Pearce has exhibited such bias in favor of unions that federal judges have denounced Pearce’s rulings on several occasions. In one case, a Board majority, including Mark Pearce, issued a decision that the United States D.C. Circuit concluded was “more disingenuous than dispositive; it evidences a complete failure to reasonably reflect upon the information contained in the record and grapple with contrary evidence—disregarding entirely the need for reasoned decisionmaking. The Board totally ignores facts in the record and misconstrues the findings of the ALJ.”

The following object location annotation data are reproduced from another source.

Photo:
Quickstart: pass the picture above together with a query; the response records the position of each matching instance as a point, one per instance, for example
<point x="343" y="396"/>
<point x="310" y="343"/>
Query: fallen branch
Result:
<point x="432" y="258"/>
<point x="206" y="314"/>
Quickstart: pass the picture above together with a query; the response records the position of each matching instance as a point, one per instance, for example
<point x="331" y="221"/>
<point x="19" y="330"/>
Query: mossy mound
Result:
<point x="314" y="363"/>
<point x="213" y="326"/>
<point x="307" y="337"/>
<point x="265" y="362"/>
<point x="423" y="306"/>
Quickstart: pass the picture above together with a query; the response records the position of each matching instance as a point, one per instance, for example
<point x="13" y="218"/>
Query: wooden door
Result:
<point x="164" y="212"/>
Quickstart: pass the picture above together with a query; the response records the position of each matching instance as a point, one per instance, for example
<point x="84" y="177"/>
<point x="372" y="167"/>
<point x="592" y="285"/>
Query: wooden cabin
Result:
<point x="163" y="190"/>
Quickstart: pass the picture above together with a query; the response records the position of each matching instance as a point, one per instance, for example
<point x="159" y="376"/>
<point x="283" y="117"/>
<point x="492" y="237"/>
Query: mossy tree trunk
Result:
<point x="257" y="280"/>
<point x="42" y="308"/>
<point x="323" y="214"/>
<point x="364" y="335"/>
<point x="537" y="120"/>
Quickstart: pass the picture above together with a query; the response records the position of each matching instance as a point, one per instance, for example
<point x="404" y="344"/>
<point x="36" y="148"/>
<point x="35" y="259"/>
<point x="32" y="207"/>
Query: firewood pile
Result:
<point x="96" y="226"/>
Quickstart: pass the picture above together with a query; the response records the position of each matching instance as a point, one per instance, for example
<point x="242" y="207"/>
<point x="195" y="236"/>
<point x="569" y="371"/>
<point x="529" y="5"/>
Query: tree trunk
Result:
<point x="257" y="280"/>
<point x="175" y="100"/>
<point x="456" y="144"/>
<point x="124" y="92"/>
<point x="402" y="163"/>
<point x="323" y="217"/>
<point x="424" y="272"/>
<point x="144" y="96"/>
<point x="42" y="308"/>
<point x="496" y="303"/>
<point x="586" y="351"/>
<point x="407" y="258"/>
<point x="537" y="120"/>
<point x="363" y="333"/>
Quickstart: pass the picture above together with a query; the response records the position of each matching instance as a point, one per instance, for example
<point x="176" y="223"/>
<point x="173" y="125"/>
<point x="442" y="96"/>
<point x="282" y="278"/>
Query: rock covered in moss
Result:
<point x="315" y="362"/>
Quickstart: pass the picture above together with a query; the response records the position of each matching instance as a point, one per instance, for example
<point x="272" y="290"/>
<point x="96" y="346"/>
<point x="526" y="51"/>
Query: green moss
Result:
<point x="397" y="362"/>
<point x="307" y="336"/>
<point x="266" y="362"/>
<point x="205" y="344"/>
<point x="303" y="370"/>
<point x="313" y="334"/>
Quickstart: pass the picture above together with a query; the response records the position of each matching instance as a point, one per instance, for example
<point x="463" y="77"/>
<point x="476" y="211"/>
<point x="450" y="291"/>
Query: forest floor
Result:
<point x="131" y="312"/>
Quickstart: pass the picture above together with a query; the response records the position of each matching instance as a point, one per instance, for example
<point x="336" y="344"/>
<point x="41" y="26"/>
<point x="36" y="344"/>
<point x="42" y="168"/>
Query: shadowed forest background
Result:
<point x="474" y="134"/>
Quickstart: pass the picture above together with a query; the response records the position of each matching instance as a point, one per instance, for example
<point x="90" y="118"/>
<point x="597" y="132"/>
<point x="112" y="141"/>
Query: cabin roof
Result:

Though nominating Pearce to NLRB is not a guarantee that he will be confirmed, it does present an unnecessary risk.

First, it is possible that Democrats win back the Senate in November. If this occurs, then Pearce will certainly be fast-tracked and confirmed to the NLRB. The election loss would lay waste to any plan by Senate Republicans to slow play or simply not move on Pearce’s confirmation.

Second, there is inherent risk in having two Democrat members on the NLRB. As I noted previously, Democrats and unions have lodged several baseless ethics complaints against Republican NLRB members that call for them to recuse themselves from ruling on cases. This strategy has been successful:

Since the NLRB is currently composed of five members—three Republican and two Democrats—if Chairman Ring and member Emanuel recuse themselves then the Democrats have a majority. In effect, these baseless ethics complaints could make what is supposed to be a Republican majority Board into a majority Democratic NLRB.

I also wrote in a recent statement: “Hopefully the Senate take a close look at Pearce’s record at the NLRB and quickly discover he is aggressively pro-union and far from the impartial arbitrator that Congress intended NLRB members to be.”